Il martire vittorioso e il generale sconfitto. Ora, si dice, non si può non amare John Brown e al primo approccio è davvero così. Solo che quando in America vince lo spirito di John Brown non c'è più spazio per le parole. È l'idea che in nome di un principio, giusto nel caso dell'abolizione della schiavitù ma non è detto che sia sempre così, la strada maestra sia ammazzare chi non la pensa come te. John Brown non si confronta, John Brown spara. La sua canzone attraversò l'Atlantico, divenne coro da chiesa, eco di cortei, richiamo per generazioni che vedevano nell'America una promessa tradita. Eppure quella canzone non è rimasta nel XIX secolo. Ogni volta che l'America smette di parlare con se stessa, ogni volta che le parole si spezzano in urla e insulti, ogni volta che la sconfitta non viene accettata, la voce di John Brown torna a vibrare. È il fantasma che ricorda come finiscono le democrazie quando perdono il linguaggio comune.

Cosa sta succedendo in America? È saltato il principio fondante, il riconoscimento della sconfitta, il gesto che permette alla democrazia americana di non sbriciolarsi in mille pezzi.

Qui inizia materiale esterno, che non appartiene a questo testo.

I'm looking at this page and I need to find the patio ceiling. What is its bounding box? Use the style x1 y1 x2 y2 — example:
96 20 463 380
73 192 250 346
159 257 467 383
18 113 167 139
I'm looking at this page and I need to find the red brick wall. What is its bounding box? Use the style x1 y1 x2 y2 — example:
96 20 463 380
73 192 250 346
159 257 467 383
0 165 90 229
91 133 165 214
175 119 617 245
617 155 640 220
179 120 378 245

Trump con l'assalto a Capitol Hill ha dato un colpo letale, gli intolleranti anti trupiani sono passati alle armi, una pallottola fortunata contro Donald, l'altra drammatica che uccide Charlie Kirk. Sì, anche questo fa parte dello spirito di John Brown, spinto fino al non senso, al nichilismo di chi odia senza ragione. "E pluribus unum", il motto inciso sui sigilli e nelle monete, significa che dal molteplice nasce l'uno. Ma se l'uno si spezza? Se le differenze non si riconoscono più dentro un orizzonte comune, allora il molteplice resta solo moltitudine, folla senza patria. È quello che si respira in America oggi, nelle piazze e nelle urne, nei social e nei tribunali. Una parte non riconosce la vittoria dell'altra, non ammette la sconfitta, non accetta che la democrazia è anche perdita. La parola non è più ponte, ma lama. E in questo clima ogni John Brown può tornare, non come uomo in carne e ossa, ma come simbolo di frattura. La forza e la maledizione dell'America è che vive di simboli. La sua anima marcia davvero, come diceva la canzone, e lo fa in ogni conflitto che la attraversa. John Brown non è stato solo un uomo del suo tempo, è diventato una parabola. Racconta che senza un linguaggio condiviso, senza la possibilità di fermarsi e dire "abbiamo perso, ora ricominciamo insieme", non resta che la corda del boia, la spada, la polvere dei campi di battaglia. Oggi, guardando l'America spaccata in due, con la rabbia che cresce, con il sospetto che diventa odio, con la sconfitta che non viene accettata, torna quel monito. Quando il molteplice non riconosce più un denominatore comune, l'unità si dissolve. Allora la canzone di John Brown non è memoria, ma futuro possibile.

Il suo corpo resta nella tomba, ma la sua anima marcia

ancora. E non è detto che lo faccia sempre dalla parte giusta. Dio stramaledica John Brown e tutti i suoi avversari. Glory, Glory! Hallelujah!, Glory, Glory! Hallelujah! Glory, Glory! Hallelujah! His soul is marching on.